Let gratitude be the pillow upon which you kneel to say your nightly prayer. And let faith be the bridge you build to overcome evil and welcome good.
— Maya Angelou

Dr. Maya Angelou was a poet and award-winning author well known for numerous poetry and essay collections, as well as, her acclaimed memoir I Know Why the Caged Bird Sings. It was the first nonfiction best-seller by an African-American Woman. Her literary works were enriched by the sum of her life experiences - from being raped at 7, experiencing her uncles killing her rapist, and subsequently going mute to living in Ghana in the 1960s in an attempt to return to the motherland - she never shied away from telling her story. Reading Maya Angelou’s words helped so many find their own. (The older I get, the more I appreciate and understand "Still I Rise"). A beautiful soul, we miss her terribly.

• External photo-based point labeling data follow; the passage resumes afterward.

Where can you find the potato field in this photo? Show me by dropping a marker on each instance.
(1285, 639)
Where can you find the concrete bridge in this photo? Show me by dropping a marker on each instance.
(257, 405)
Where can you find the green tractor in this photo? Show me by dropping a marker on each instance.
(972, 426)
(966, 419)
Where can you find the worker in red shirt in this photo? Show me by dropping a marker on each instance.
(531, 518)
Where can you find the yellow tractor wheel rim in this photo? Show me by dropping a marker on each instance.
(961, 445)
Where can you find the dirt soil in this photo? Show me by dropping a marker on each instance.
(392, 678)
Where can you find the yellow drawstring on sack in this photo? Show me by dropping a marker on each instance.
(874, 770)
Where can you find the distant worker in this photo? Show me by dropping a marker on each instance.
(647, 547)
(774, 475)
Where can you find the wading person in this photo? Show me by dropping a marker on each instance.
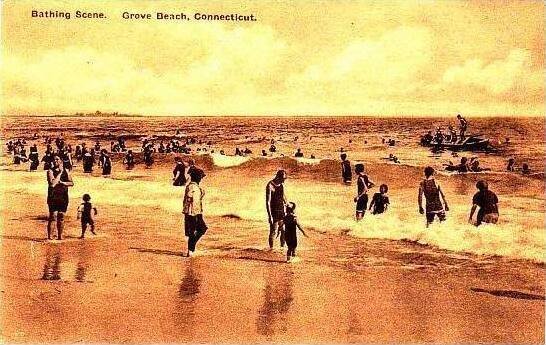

PS. My favorite Maya Angelou work is All God’s Children Need Traveling Shoes. Read it if you haven’t - it's especially good if you're on a trip. I read it while I was in Peru! :) 

4. Zora Neale Hurston

Sometimes I feel discriminated against, but it does not make me angry. It merely astonishes me. How can anyone deny themselves the pleasure of my company?
— Zora Neale Hurston

Zora Neale Hurston, author and anthropologist, was a fixture of the Harlem Renaissance before falling into obscurity later in life. She penned the masterpiece Their Eyes Were Watching God. Hurston was an amazing folklorist and her stories record the fabric of many cultures. No one is sure when she was born or where because she often adjusted her birth year and wrote her own autobiography (which apparently contradicts other records). Hurston was a student of both Howard and Barnard. At Barnard, she studied with Franz Boas, a foundational anthropologist who also influenced W.E.B. Du Bois. Hurston wrote her most famous work, Their Eyes Were Watching God, while traveling in Haiti studying voodoo. She fell into obscurity during the final decade of her life. It was not until Alice Walker went searching for her unmarked grave and chronicled her journey in Ms. Magazine in 1975 that interest in Zora Neale Hurston was renewed. 

I have read Their Eyes Were Watching God more times than I can count and each time I revisit Janie I learn something else about myself. So you know, I’ll be here, waiting on my Tea Cake and praying I don’t have to kill him. 

5. Octavia Butler

Sometimes being a friend means mastering the art of timing. There is a time for silence. A time to let go and let people hurl themselves into their own destiny. And a time to prepare to pick up the pieces when it’s all over.
— Octavia Butler

Octavia Butler is an author best known for her seamless blending of African-American spiritualism with science fiction. Her works include Patternmaster, Kindred, Dawn, and Parable of the Sower. In Kindred, Butler tells the story of an African-American woman who travels back in time to save her ancestor – a white slave over. In the writing of Kindred, Butler noted that she “wanted to write a novel that would make others feel the history: the pain and fear that black people have had to live through in order to endure (NYT 2006).” Butler used science fiction as a way to face issues facing humanity head on, not to escape into a fantasy world. For her dedication to telling our stories, we thank her.